Что нуждается в изучении и описании, так это общая структура или матрица сплетенных друг с другом сообщений, абстрактных тавтологий, предпосылок и примеров.
Но и сейчас, в 1979 году, еще не существует общепринятого метода описания всего этого хитросплетения. Мы даже не знаем, с чего начать.
Пятьдесят лет назад мы предположили бы, что лучше всего для этой задачи подходит логический или количественный метод, или оба вместе. Но мы увидим — и это должен знать каждый школьник — что применение логики к описанию замкнутых цепей неизбежно приводит к парадоксам, и что количество — это вовсе не то, что нужно для понимания сложных систем коммуникации.
Иначе говоря, логика и количественный подход оказываются непригодными для описания организмов, их взаимодействий и внутренней организации. Подробнее мы рассмотрим этот вопрос позднее, а пока лишь отметим тот факт, что сейчас, в 1979 году, не существует общепринятого способа объяснения или даже описания явлений биологической организации и человеческого взаимодействия.
Тридцать лет назад в своей Теории игр Джон фон Нейман заметил, что в науках о поведении нет такой простой модели, которая сыграла бы в биологии и психиатрии ту же роль, какую ньютоновская частица сыграла в физике.

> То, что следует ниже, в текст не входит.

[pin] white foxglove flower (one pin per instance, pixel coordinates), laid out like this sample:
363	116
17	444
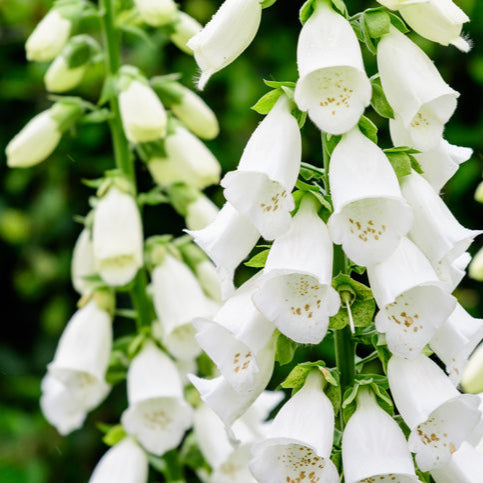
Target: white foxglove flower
295	291
196	115
227	241
184	28
374	447
435	230
455	340
300	439
415	89
158	415
125	462
370	215
83	262
188	161
178	298
82	356
117	237
465	466
156	12
333	85
412	300
261	187
440	163
143	115
49	37
440	417
228	33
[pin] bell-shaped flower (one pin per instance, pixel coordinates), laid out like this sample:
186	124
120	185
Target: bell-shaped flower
158	415
299	441
117	237
228	33
227	241
295	291
143	115
374	447
415	89
261	187
83	262
178	298
156	12
125	462
412	300
370	215
435	230
188	161
440	417
82	355
49	37
455	340
333	85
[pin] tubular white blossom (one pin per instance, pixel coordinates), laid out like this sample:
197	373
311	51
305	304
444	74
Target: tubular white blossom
440	418
299	440
295	291
333	85
48	38
370	215
228	33
157	415
178	298
455	340
227	241
374	447
261	187
125	462
117	237
415	89
143	115
82	356
413	302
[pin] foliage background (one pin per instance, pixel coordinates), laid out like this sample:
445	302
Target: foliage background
37	206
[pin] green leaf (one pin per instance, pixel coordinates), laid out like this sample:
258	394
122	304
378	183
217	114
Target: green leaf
258	260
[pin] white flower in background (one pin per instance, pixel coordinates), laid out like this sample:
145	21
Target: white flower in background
374	447
196	115
82	356
83	262
455	340
143	115
440	417
412	300
156	12
188	161
435	230
117	237
228	33
261	187
465	466
125	462
227	241
333	85
49	37
370	215
415	89
295	291
299	440
178	298
437	20
184	28
158	415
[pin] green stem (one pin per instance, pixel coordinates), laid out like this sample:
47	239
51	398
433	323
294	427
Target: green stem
122	153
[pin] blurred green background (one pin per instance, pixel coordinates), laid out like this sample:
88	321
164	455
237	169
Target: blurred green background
37	206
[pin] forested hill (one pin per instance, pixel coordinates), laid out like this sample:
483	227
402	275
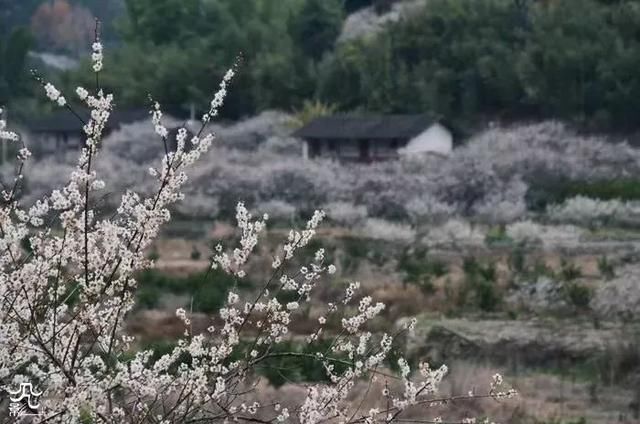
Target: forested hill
464	60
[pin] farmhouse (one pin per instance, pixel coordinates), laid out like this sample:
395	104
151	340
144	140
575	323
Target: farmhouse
353	138
61	131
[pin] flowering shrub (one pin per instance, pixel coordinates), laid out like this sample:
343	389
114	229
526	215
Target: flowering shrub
65	301
585	211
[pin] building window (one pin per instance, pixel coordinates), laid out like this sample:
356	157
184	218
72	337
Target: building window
365	150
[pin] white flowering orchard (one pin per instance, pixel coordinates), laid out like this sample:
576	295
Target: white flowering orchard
64	302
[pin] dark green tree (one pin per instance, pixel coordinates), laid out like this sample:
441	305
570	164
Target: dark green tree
317	26
13	56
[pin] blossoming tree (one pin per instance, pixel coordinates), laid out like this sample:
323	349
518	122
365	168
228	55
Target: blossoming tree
64	301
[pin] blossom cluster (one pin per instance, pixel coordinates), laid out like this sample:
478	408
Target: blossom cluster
66	300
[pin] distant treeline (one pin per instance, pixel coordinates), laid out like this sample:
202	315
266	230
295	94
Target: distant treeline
463	60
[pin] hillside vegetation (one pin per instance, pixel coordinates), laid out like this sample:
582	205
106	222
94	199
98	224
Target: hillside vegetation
462	60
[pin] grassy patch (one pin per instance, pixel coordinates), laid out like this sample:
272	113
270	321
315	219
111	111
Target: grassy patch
208	289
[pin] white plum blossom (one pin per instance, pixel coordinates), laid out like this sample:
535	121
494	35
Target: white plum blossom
65	303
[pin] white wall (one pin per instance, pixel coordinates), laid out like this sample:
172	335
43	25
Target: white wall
437	139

Существует, однако, несколько разрозненных мыслей, которые помогут достичь моих целей. Поэтому я воспользуюсь методом Малыша Джека Хорнера [Известный персонаж детского стихотворения: «Маленький Джек Хорнер Сидел в углу И ел рождественский пирог. Он засунул в него палец И вынул сливу, Сказав: «Какой я молодец». — Прим. перев.] и буду вынимать сливы, показывая их одну за другой; тем самым мы получим последовательность, позволяющую перейти к перечислению некоторых основных критериев процессов мышления.

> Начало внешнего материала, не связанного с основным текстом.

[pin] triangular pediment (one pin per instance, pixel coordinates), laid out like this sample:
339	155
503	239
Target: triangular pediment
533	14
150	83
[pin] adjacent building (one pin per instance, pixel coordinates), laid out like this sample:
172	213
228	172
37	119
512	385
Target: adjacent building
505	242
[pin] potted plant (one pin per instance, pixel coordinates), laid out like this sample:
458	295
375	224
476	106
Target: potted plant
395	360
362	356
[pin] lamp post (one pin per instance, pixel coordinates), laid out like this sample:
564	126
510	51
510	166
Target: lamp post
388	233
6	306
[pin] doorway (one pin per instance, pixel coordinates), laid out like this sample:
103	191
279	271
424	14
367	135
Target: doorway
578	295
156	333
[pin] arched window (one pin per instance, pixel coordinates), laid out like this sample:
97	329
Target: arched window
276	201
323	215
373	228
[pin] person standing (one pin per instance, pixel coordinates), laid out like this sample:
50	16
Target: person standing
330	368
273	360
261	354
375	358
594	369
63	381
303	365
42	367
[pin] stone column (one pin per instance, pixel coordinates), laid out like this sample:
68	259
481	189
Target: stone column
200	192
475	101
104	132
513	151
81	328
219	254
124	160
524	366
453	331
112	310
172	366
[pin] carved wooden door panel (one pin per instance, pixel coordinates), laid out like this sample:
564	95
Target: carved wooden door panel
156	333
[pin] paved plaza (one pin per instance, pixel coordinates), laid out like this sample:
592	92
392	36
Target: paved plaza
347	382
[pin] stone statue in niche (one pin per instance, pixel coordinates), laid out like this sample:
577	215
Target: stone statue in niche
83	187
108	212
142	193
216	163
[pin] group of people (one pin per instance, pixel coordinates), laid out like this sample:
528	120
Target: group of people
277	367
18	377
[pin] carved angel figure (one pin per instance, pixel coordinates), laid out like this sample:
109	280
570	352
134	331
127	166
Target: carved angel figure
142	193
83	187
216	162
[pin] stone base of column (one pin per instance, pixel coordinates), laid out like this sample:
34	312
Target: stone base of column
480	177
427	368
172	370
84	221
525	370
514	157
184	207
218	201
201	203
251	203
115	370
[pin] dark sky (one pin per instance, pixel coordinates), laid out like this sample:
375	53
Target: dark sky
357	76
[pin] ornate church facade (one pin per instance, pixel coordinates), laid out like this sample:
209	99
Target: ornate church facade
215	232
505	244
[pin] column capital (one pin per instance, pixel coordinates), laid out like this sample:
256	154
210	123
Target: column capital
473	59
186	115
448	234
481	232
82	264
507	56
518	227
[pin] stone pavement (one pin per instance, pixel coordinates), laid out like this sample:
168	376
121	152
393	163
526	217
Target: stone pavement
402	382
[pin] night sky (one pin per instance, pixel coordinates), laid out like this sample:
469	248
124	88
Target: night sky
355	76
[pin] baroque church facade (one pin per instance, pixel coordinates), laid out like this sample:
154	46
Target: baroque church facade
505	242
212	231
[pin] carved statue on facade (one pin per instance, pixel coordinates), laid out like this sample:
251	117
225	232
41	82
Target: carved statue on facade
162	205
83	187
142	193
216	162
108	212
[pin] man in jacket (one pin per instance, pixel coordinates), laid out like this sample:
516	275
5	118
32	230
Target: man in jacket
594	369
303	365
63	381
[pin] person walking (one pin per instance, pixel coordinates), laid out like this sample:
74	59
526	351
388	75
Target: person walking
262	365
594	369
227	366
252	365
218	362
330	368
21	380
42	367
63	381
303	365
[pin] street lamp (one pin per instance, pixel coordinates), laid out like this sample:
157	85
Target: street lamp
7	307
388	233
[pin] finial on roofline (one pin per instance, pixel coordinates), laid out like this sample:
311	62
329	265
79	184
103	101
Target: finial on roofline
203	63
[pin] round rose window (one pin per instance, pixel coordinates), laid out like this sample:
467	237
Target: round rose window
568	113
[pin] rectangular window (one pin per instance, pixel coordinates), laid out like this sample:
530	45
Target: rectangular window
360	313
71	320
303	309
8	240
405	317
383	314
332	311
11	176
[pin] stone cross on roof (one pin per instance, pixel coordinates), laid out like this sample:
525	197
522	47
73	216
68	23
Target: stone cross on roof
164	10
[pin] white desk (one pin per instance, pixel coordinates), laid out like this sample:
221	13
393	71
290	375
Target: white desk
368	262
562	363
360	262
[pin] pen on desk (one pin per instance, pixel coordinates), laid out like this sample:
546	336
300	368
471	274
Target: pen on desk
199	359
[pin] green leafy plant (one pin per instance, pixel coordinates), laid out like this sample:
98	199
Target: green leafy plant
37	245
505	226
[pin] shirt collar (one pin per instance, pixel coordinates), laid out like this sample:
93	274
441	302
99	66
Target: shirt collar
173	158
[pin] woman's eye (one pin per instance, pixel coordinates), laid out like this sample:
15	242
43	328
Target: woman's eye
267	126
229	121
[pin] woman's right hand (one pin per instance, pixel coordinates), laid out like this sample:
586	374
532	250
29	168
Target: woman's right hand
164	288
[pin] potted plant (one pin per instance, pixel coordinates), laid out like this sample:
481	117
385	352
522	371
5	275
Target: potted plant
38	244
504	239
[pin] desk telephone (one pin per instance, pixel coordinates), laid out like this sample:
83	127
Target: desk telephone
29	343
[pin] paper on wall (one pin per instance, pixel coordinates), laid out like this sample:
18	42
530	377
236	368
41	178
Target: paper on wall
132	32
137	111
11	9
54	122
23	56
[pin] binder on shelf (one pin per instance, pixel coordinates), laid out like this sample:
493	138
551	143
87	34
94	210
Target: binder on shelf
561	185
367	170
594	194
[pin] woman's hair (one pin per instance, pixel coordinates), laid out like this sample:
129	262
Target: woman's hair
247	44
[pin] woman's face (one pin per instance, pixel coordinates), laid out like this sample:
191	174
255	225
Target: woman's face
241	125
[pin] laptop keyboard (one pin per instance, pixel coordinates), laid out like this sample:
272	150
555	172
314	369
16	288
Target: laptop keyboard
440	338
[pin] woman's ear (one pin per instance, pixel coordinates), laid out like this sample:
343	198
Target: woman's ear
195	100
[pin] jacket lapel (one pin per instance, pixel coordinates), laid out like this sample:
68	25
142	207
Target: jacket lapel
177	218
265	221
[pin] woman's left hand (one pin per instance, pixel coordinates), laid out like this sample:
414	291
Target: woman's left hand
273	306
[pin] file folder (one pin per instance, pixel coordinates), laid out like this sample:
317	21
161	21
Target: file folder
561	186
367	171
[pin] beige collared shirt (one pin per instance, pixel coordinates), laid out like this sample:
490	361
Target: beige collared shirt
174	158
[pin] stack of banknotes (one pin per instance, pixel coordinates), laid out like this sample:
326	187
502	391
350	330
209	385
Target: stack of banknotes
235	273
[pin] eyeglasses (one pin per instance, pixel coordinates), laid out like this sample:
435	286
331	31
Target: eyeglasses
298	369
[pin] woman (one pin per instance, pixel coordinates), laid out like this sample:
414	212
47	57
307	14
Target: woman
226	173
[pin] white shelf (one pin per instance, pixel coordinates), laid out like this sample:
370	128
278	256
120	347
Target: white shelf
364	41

В Главе 2, «Каждый школьник знает», я приведу несколько примеров тех истин, которые считаю просто необходимыми — во-первых, для школьника, если он хочет когда-нибудь научиться мыслить, во-вторых, я уверен, что живой мир устроен в соответствии с этими простыми утверждениями.

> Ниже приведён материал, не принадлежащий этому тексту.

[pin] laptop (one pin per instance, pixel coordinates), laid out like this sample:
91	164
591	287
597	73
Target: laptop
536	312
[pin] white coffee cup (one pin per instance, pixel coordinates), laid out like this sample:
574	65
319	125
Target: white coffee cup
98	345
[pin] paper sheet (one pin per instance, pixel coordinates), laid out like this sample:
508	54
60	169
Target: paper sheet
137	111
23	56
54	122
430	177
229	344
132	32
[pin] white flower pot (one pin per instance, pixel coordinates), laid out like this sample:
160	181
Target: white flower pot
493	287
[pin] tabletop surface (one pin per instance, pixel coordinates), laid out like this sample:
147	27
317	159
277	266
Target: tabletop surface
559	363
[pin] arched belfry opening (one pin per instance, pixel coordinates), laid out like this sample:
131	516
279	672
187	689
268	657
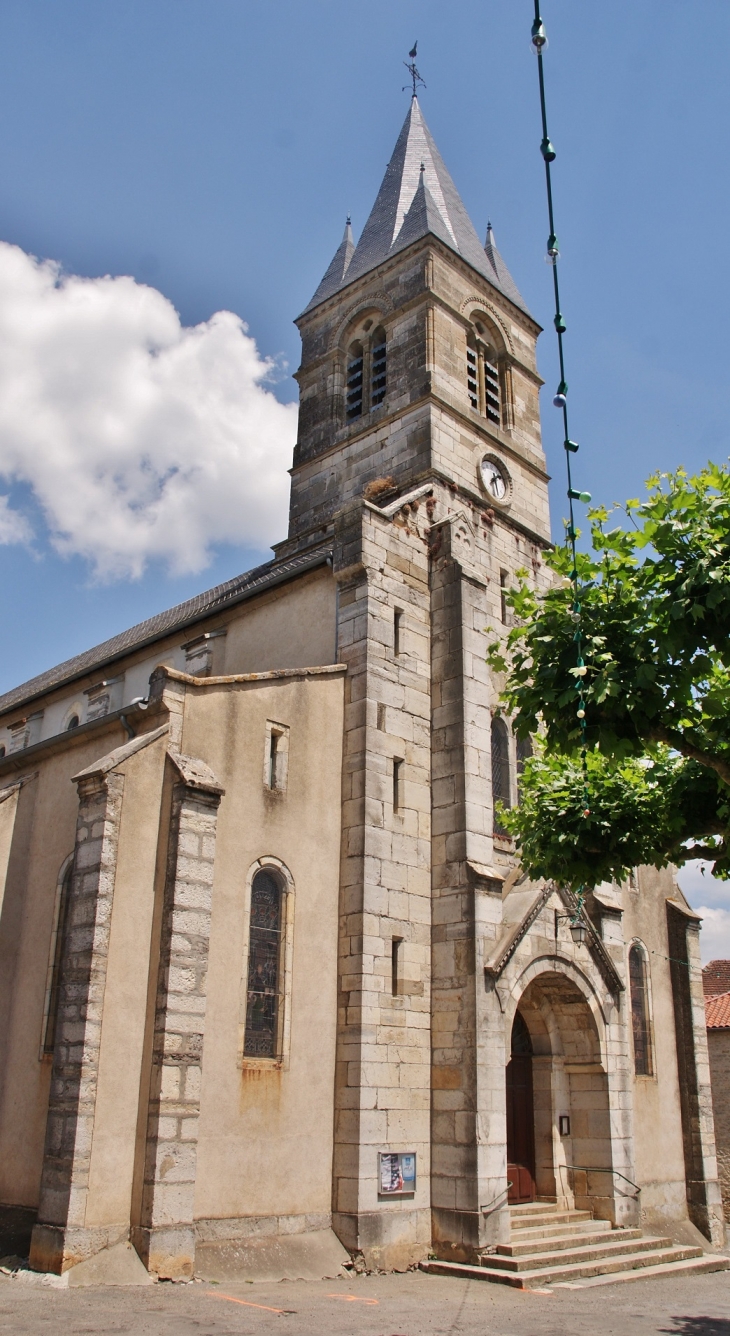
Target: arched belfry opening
558	1117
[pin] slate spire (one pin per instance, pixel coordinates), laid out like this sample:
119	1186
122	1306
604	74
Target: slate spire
334	277
416	197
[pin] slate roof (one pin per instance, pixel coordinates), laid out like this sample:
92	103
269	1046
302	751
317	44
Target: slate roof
416	197
715	978
174	619
717	1012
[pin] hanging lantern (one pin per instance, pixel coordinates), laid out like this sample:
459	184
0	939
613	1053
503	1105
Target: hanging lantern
579	931
539	36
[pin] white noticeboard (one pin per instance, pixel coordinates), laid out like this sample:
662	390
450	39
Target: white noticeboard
397	1173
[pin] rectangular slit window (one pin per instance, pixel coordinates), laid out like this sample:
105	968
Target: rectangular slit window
397	784
503	579
396	966
276	758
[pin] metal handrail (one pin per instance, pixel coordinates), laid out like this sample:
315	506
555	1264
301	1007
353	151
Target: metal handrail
634	1196
494	1201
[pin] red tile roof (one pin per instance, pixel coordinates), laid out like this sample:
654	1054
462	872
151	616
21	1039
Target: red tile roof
717	1012
715	978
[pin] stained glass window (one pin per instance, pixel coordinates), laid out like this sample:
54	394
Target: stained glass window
54	998
264	983
500	771
639	1012
524	752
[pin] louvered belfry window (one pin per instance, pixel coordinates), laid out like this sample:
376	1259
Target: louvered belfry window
379	369
500	771
354	382
265	973
639	1012
472	376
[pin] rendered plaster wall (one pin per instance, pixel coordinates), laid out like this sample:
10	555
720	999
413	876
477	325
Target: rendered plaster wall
659	1153
292	625
718	1044
265	1129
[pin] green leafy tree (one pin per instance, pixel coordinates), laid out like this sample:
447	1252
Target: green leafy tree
653	628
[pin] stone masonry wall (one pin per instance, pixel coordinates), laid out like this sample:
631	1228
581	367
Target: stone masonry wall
166	1237
718	1046
60	1237
383	1057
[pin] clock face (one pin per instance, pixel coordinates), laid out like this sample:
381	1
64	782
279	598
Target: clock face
494	478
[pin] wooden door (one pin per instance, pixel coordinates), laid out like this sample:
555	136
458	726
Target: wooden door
520	1129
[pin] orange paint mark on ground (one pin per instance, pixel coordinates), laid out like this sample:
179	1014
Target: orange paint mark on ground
354	1299
213	1293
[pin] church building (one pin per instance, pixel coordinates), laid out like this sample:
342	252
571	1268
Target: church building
269	967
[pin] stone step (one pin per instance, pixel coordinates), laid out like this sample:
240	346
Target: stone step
697	1265
619	1244
603	1232
547	1217
540	1204
623	1264
567	1229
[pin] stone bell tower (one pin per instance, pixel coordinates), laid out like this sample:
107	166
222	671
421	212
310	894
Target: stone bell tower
419	462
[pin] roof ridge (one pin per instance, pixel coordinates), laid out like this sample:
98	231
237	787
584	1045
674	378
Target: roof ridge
161	624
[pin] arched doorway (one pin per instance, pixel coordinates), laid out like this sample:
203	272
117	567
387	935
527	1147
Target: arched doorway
520	1116
555	1040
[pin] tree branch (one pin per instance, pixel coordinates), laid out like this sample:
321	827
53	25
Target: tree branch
679	743
706	851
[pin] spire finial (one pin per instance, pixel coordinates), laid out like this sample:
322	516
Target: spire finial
411	66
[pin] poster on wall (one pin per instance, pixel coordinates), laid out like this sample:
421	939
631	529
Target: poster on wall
397	1173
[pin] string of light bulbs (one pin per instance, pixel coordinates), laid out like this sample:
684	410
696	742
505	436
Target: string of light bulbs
560	401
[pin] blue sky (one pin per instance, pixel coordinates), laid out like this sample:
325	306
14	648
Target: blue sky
213	151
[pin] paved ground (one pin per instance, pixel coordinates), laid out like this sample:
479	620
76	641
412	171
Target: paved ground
371	1305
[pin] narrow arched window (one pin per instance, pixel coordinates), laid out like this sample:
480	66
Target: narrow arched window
354	381
379	368
492	397
264	1001
524	752
500	771
56	959
639	1012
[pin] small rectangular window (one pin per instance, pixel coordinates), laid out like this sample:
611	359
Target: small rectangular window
396	966
377	369
397	784
503	579
276	756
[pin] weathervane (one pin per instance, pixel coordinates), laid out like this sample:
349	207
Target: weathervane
411	66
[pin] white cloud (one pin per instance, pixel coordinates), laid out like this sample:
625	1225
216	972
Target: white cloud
14	527
711	899
141	438
714	937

В Главе 3 я делаю то же самое, но вниманию читателя предлагается ряд случаев, когда объединение двух или более источников информации порождает информацию, принципиально отличающуюся от той, что поступает от каждого из этих источников.
В настоящее время не существует науки, занимающейся объединением отдельных частей информации. Но я покажу, что эволюционный процесс должен зависеть от такого двойного приращения информации. Каждый эволюционный шаг — это добавление информации к уже существующей системе. Поэтому комбинации, гармонии и диссонансы между последовательными частями и слоями информации создают множество проблем для выживания и множество направлений для изменения.
В Главе 4, «Критерии разумности процесса», описывается ряд характеристик, сочетание которых в нашей биосфере, по-видимому, всегда приводит к возникновению разума. В остальной части книги мы более подробно рассмотрим проблемы биологической эволюции.
Основной тезис этой книги состоит в следующем: я убежден, что полезно и возможно размышлять о многих проблемах порядка и беспорядка в биологическом мире, и что мы в настоящее время обладаем большим набором инструментов мышления, которыми не пользуемся — частично из-за того, что не знаем многих уже доступных идей (это в равной мере относится к профессорам и к школьникам), частично — из-за того, что боимся последствий, которые неизбежно возникнут в результате отчетливого взгляда на человеческие дилеммы.